Приклеив улыбку, пробираюсь через третий ряд к пустому месту рядом с матерью Ретта. Ее улыбка такая широкая и тревога тает. Когда, наконец, добираюсь до них, она приветливо обнимает меня. Прижимает.
― Я так рада, что ты здесь! ― Миссис Рабидо в восторге. ― Обычно в таких делах со всеми этими мужчинами всегда только я.
― Спасибо, что позволили мне посидеть с вами, миссис Рабидо. ― Мне нужно повысить голос, чтобы она меня услышала. ― Честно говоря, я была только на одном из них, и привела своих соседей по комнате, так что мне не пришлось идти одной.
― Пожалуйста, зови меня Венди.
Я краснею.
― Спасибо, Венди.
― Садись, садись. Вот, я принесла подушки для сидений. Это обещает быть долгий матч — они готовятся к отборочным.
Я плюхаюсь рядом с ней на сиденье стадиона Айовы.
― Отборочные для чего?
― Чемпионат NCAA. Он уже скоро. В следующем месяце.
― О! ― Я этого не знала. ― Ретт когда-нибудь выигрывал что-нибудь подобное?
Могу ли я быть еще более невежественной?
― Дважды, ― хвастается она, выпятив грудь от гордости.
― Дважды! ― Мое сердце колотится. ― Поразительно. То есть, я знала, что он хорош, но… дважды? ― Вглядываюсь в маты перед нами в поисках лица, которое я обожаю. Ретт расхаживает по комнате, одетый в черные брюки и спортивную куртку. Черные кроссовки в белую полоску с разрезом сбоку.

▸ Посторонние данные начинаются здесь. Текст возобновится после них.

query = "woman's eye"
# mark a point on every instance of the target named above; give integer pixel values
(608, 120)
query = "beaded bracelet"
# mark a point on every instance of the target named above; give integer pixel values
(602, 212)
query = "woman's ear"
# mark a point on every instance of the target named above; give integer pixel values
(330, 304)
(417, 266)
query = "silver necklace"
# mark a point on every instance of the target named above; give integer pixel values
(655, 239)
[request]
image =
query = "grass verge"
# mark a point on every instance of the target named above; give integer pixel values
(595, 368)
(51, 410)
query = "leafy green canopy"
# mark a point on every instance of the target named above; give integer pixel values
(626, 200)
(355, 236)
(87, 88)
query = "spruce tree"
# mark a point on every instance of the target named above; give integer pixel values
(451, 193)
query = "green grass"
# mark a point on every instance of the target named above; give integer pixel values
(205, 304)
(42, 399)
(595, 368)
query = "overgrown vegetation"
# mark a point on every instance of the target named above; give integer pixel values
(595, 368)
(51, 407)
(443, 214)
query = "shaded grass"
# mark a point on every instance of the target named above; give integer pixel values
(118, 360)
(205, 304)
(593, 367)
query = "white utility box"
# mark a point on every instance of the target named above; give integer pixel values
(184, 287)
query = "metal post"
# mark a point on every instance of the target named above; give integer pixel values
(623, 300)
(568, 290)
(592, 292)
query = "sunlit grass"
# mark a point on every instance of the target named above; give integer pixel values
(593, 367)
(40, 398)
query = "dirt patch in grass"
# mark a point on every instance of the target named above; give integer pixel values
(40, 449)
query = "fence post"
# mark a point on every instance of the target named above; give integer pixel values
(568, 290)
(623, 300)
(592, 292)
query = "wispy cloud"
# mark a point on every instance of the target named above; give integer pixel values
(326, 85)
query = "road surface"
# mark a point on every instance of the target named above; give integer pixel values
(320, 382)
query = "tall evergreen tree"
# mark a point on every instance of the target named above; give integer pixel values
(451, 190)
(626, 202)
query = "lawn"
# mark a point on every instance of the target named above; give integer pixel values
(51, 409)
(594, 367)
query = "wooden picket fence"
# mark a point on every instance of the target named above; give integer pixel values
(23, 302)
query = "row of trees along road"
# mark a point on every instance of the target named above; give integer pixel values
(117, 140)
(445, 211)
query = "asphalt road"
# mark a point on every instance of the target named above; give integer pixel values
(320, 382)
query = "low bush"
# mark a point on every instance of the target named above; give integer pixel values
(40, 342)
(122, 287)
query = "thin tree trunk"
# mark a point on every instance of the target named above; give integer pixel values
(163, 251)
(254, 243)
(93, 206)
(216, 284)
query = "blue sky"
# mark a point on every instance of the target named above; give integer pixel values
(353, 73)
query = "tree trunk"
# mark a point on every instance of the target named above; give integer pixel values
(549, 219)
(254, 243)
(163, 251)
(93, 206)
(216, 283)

― Почему они без головных уборов?
― На этом уровне это необязательно. Некоторые борцы предпочитают не носить его, потому что он мешают, ― Венди продолжает бубнить. — В старших классах — это уже не важно ― он был всеамериканцем, милая. Разве ты не знала?
Всеамериканцем?
― Что это значит?
― Это значит, что он был одним из лучших борцов средней школы в стране, наряду с почти идеальными оценками.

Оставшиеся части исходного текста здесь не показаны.